The PKS acts as advertisement statistics on the basis of the Criminal Code (StGB) and the ancillary criminal law. Only acts that are criminally criminal are recorded which are reported to the police and transmitted by them to the court. The time of notification does not have to correspond to the time of the offense, since the time span of the investigation work can lie in between. The display is then registered in the database of the EDV center of the BMI , saved and ultimately processed into tables by the BK. The reporting behavior of the population, the intensity of police controls and legal changes have an influence on the PKS figures.

The PKS also contains the number of attempts threatened with punishment, the number of suspects identified and a range of other information on cases, victims or suspects. The dark field of crime is also not recorded, as is the outcome of the court proceedings.

Under the collective term "Big Five", the BK summarizes the five fields of crime with the greatest influence on society's sense of security. These include break-ins into apartments and houses, theft of motor vehicles, certain violent crimes, as well as internet and white-collar crime.

Development from 2009 to 2018

Development of total crime in Austria from 2009 to 2018

Austria is safer than ever before,” says the Austrian Ministry of the Interior in the Police Criminal Statistics (PKS) 2018. However, the data evaluated in the PKS only go back to the beginning of the electronic evaluation in 2000. However, the states of the western world had a low point in crime rates in the 1950s, which may also be visible in old Austrian statistics. Since the early 1990s, crime has been falling again in the Western world . But crime rates are also falling in other regions of the world, especially in Asia.
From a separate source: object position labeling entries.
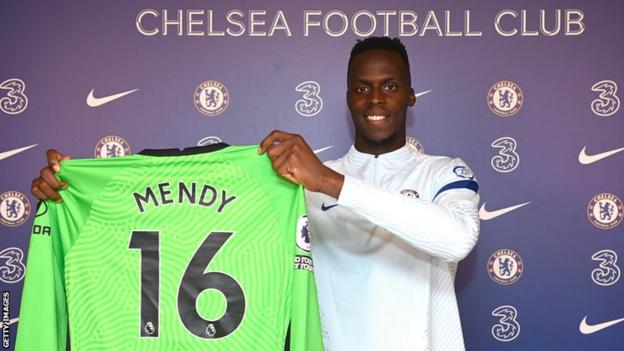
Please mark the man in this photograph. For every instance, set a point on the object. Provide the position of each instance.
(388, 224)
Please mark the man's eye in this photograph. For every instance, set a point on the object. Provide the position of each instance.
(391, 87)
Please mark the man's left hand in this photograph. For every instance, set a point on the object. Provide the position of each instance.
(294, 160)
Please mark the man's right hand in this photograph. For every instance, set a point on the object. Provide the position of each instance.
(46, 185)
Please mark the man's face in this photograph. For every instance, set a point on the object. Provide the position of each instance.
(378, 94)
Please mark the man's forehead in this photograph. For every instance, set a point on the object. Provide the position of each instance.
(377, 61)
The homicide rate is used as an index for comparing the general propensity to violence over long periods of time and large spatial distances. Austria had 0.7 cases per 100,000 inhabitants in 2016. A high point was in 1991 with 1.3 cases. Today's 0.7 cases are below the Western European average, which is one. The average for all of Europe was 3 cases per 100,000 inhabitants, the global average was 6.1. East Asian countries have an average of 0.6, Singapore only 0.2 cases per 100,000 inhabitants.

Detailed, nationwide data has been published in the PKS since 2001. In 2018, fewer than 500,000 reported offenses were recorded for the first time. The clearance rate rose to a record 52.5%. In key areas of crime such as burglary in flats and houses, car thefts as well as pocket and trick thefts, which as forms of crime have a significant impact on people's feeling of security, the number of reports is falling significantly.
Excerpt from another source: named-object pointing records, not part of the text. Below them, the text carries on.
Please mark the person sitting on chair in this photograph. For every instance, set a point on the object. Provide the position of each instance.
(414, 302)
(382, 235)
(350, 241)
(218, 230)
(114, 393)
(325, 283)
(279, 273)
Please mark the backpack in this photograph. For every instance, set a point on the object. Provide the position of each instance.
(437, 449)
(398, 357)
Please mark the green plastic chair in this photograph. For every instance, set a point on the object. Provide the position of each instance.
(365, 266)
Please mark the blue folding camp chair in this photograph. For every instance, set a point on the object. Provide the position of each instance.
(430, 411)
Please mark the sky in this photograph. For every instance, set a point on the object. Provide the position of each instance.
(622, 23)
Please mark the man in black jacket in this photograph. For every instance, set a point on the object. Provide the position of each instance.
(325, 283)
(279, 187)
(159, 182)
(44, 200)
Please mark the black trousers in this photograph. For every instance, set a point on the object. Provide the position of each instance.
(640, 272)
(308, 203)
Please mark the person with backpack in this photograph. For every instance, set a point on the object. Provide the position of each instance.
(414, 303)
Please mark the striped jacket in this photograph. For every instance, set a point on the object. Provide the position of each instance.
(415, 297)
In addition, or a decreasing is internationally by an increasing willingness to report unreported cases considered, especially in violence against women . It can therefore be assumed that overall crime will decline even more than can be seen from police statistics.

Web links

Individual evidence

  1. a b Federal Criminal Police Office (Austria): The police crime statistics 2018. Retrieved on January 4, 2020 .
  2. Manuel Eisner : Modernity Strikes Back? A Historical Perspective on the Latest Increase in Interpersonal Violence (1960–1990). Pp. 289f , accessed on September 18, 2019 (English).
  3. United Nations Office on Drugs and Crime: Global Study on Homicide. Booklet 1. Executive Summary . Vienna 2019, p. 7 (English, unodc.org ).
  4. United Nations Office on Drugs and Crime: Global Study on Homicide. Retrieved January 4, 2020 .
  5. Michael Tonry: Why Crime Rates Are Falling Throughout the Western World . In: Crime & Justice . tape 43 , no. 1 , 2014, p. 6 , doi : 10.1086 / 678181 (English, alternative full text access : scholarship.law.umn.edu ).